January 13, 2025

3 thoughts on “American Left’s Reign of Terror: coming to a town near you

  1. At p.420 of “Wealth and Democracy” by Kevin Phillips, copyright 2002, the author had this to say on this very topic, to wit:

    A RENEWAL OF POLITICS OR THE END OF AMERICAN EXCEPTIONALISM?

    The Progressive analogies so appealing to a minority in the 2000 elections tapped, at their root, a basic optimism that American democracy and exceptionalism would continue, that our civic culture was not in some global or historical peril.

    Doubters saw gloomier possibilities: the gathering of an undemocratic age, the global entrenchment of wealth elites, and even the possibility of U.S. capitalism – unrepentant at home and cocksure internationally – becoming another example of elite inflexibility and vulnerability.

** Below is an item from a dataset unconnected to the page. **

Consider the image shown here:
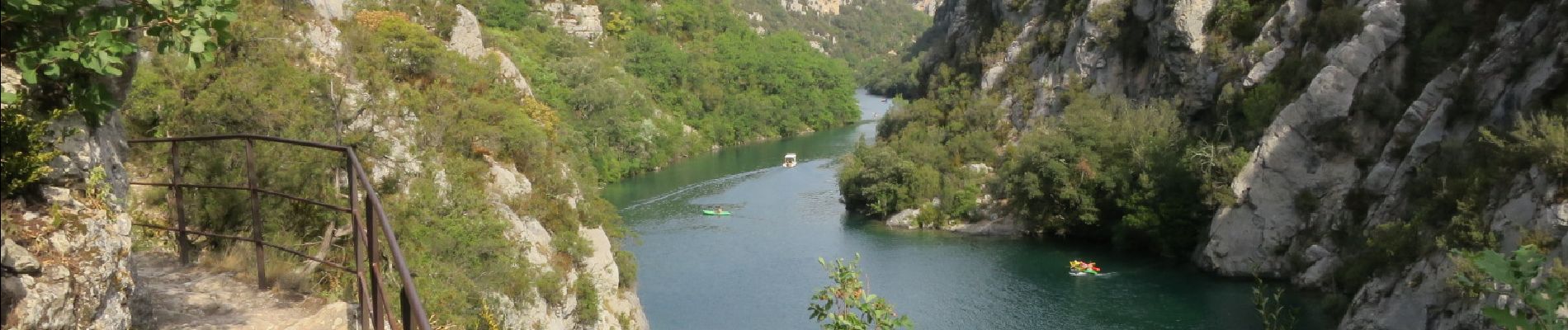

    On the surface, and given the parallels, another Rooseveltian-type mobilization was plausible.

    By mobilizing against corruption, polarization, and market Darwinism – living specifics, not gray abstractions – politics might be able to regain the relevance and popular support it had lost in the late twentieth century.

    Part of that would have to include a more democratic approach to taxation, money, and banking.

    Successful reform would not only prolong the rhythm so essential to U.S. politics, the alternation between public and private purpose, but it would prolong the case for American exceptionalism by proving a continuing national ability to return to vital roots.

    None of the previous powers could.

    Indeed the popular reactions in mid-eighteenth-century Holland and early-twentieth-century Britain against opulent aristocratic and financial elites raise a different possibility: the emergence during the first third of the twenty-first century of a U.S. radicalism seeded by economic and political pessimism.

    end quotes

    Those words about “the emergence during the first third of the twenty-first century of a U.S. radicalism seeded by economic and political pessimism” were written sixteen years ago now, and we are indeed in the first third of the twenty-first century.

    So the future is now, and it sure does not look pretty.

  2. They are going to wake up a ‘Sleeping Giant’. I do not think they will enjoy his company once he is fully awake.